Phalloarteriography in the diagnosis of erectile impotence   总被引:1,自引:0,他引:1  
An angiographic method has been developed for x-ray visualization of the arteries supplying the cavernous bodies of the penis, namely, the internal iliac, internal pudendal, and penile artery and its branches (dorsal, deep, and bulbocavernous arteries). Under normal conditions the technique makes pulsations in both dorsal penile arteries palpable, and the flow rate of fluid into the cavernous bodies necessary to produce and maintain erection can be determined. The principle of the method involves artificial passive erection or semierection, during which we perform selective or semiselective arteriography of the bed supplied by the internal iliac artery, or retrograde arteriography by puncture of the dorsal artery of the penis. Thirty males complaining of more than 1 year of impotence (including 12 diabetics) were investigated, 29 by our standard technique and 1 by translumbar pelvic arteriography with retrograde arteriography of the dorsal penile artery. All patients showed severe stenosis or obliteration of the vessels supplying the cavernous bodies. There was agreement between absence of pulsation in the dorsal penile arteries and the angiographic findings. Flow rates necessary to produce erection varied from 45 to 160 ml/min, with a mean of 90 ml/min. For controls, angiographic studies were performed in 4 men with clearly psychogenic impotence, all of whom were found to have normal-appearing arteries supplying the cavernous bodies. On the basis of these findings and previously reported histological investigations, we believe that most impotence is the symptomatic and functional result of arterial disease. The arteriographic technique described allows a precise anatomical diagnosis to be made, and can indicate surgical and microsurgical correction.

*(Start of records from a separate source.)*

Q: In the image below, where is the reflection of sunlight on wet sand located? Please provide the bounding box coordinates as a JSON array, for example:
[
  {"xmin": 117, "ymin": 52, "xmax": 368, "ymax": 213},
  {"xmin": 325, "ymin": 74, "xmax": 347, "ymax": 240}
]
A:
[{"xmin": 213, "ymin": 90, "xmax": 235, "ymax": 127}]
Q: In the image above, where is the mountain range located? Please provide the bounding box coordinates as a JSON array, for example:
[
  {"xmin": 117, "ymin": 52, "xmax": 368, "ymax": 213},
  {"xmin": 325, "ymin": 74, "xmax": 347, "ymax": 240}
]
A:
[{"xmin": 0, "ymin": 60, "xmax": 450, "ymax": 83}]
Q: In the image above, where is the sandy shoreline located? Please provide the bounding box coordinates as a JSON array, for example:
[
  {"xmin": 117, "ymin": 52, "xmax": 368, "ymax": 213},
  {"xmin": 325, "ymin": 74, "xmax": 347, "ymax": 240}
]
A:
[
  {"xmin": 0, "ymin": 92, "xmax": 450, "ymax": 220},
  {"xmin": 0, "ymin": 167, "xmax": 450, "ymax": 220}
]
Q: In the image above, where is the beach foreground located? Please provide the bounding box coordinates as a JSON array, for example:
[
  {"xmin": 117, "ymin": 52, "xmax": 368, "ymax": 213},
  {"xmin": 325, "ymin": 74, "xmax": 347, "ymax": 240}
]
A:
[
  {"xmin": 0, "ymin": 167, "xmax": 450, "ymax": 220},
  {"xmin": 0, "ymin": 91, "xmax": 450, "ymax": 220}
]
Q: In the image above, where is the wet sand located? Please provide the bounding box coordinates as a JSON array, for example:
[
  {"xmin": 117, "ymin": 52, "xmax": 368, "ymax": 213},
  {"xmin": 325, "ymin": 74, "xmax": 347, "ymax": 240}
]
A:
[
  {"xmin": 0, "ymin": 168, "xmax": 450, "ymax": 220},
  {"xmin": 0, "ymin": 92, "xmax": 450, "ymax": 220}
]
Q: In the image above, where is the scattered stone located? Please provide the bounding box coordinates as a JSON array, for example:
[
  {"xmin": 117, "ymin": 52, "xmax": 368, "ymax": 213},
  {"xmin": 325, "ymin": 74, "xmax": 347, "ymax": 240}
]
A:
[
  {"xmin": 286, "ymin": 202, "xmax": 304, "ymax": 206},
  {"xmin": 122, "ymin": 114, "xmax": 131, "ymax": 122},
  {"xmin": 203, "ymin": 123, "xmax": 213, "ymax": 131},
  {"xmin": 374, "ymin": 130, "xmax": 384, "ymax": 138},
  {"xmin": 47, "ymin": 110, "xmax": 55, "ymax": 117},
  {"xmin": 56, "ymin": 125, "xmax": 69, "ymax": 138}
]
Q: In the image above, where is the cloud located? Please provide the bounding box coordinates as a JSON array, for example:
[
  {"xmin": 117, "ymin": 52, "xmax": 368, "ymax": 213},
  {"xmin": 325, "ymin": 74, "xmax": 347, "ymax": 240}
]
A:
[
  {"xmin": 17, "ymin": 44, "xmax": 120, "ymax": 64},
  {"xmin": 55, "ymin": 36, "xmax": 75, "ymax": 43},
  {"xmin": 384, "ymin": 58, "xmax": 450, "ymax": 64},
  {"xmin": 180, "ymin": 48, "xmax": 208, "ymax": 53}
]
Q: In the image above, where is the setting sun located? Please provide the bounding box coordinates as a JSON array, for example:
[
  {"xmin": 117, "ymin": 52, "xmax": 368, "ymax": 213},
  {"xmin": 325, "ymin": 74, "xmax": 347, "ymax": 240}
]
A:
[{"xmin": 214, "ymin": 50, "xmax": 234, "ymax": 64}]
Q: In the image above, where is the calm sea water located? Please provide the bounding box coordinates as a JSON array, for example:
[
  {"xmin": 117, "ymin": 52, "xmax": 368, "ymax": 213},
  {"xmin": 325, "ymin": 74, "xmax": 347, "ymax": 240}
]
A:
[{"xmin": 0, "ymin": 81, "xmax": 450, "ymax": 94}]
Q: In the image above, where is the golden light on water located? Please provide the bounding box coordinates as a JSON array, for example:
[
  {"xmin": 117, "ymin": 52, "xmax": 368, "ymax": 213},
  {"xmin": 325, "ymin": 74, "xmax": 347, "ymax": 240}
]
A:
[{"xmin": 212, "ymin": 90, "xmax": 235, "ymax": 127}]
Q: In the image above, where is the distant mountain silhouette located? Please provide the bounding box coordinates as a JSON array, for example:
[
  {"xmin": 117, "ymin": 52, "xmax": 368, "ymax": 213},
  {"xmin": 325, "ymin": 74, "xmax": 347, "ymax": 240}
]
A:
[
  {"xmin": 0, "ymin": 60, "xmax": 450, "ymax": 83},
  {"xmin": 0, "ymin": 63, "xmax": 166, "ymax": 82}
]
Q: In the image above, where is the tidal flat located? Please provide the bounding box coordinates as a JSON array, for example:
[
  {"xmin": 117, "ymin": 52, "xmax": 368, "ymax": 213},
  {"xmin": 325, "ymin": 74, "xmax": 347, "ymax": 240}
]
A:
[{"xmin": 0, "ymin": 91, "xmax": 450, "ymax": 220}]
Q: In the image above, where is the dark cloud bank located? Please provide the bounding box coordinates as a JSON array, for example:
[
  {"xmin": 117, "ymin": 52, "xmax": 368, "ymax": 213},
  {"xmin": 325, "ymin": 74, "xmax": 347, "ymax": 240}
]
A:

Résumé Nous avons mis au point une technique d'angiographic qui visualise la vascularisatioh artérielle des corps caverneux, soit les artères iliaques internes, honteuses internes, péniennes et leurs branches dorsales, profondes et bulbocaverneuses. Dans les conditions normales, la technique permet de palper le pouls dans les artères dorsales de la verge et de mesurer, dans les corps caverneux, le débit nécessaire pour produire et maintenir une érection. Le principe de la méthode repose sur une érection ou semi-érection artificielle passive associée, soit à une artériographie sélective ou semi-sélective du territoire de l'iliaque interne, soit à une artériographie rétrograde par ponction de l'artère dorsale de la verge.Trente hommes (dont 12 diabétiques) ont été étudiés: ils présentaient tous une impuissance depuis plus d'un an. L'investigation a été faite, dans 29 cas avec notre technique standard, dans un cas par aortographie translombaire et arteriographie rétrograde de l'artère dorsale de la verge. Il existait dans tous les cas des sténoses serrées ou des oblitérations de l'arbre artériel allant aux corps caverneux. Les lésions mises en évidence par l'artériographie concordaient avec l'absence de pulsations dans les artères dorsales de la verge. Les débits nécessaires pour produire l'érection ont varié entre 45 et 160 ml/min, avec une moyenne de 90 ml/min. A titre de contrôle, des artériographies ont été faites chez 4 hommes atteints d'impuissance manifestement psychogène: chez tous, l'irrigation artérielle des corps caverneux était normale.Ces résultats, et des études histologiques antérieures, nous amènent à penser que, dans la plupart des cas, l'impuissance est la manifestation symptomatique et fonctionnelle d'une maladie artérielle. La technique d'angiographic que nous avons décrite donne un diagnostic anatomique précis et permet de poser les indications de la chirurgie ou de la microchirurgie correctrice.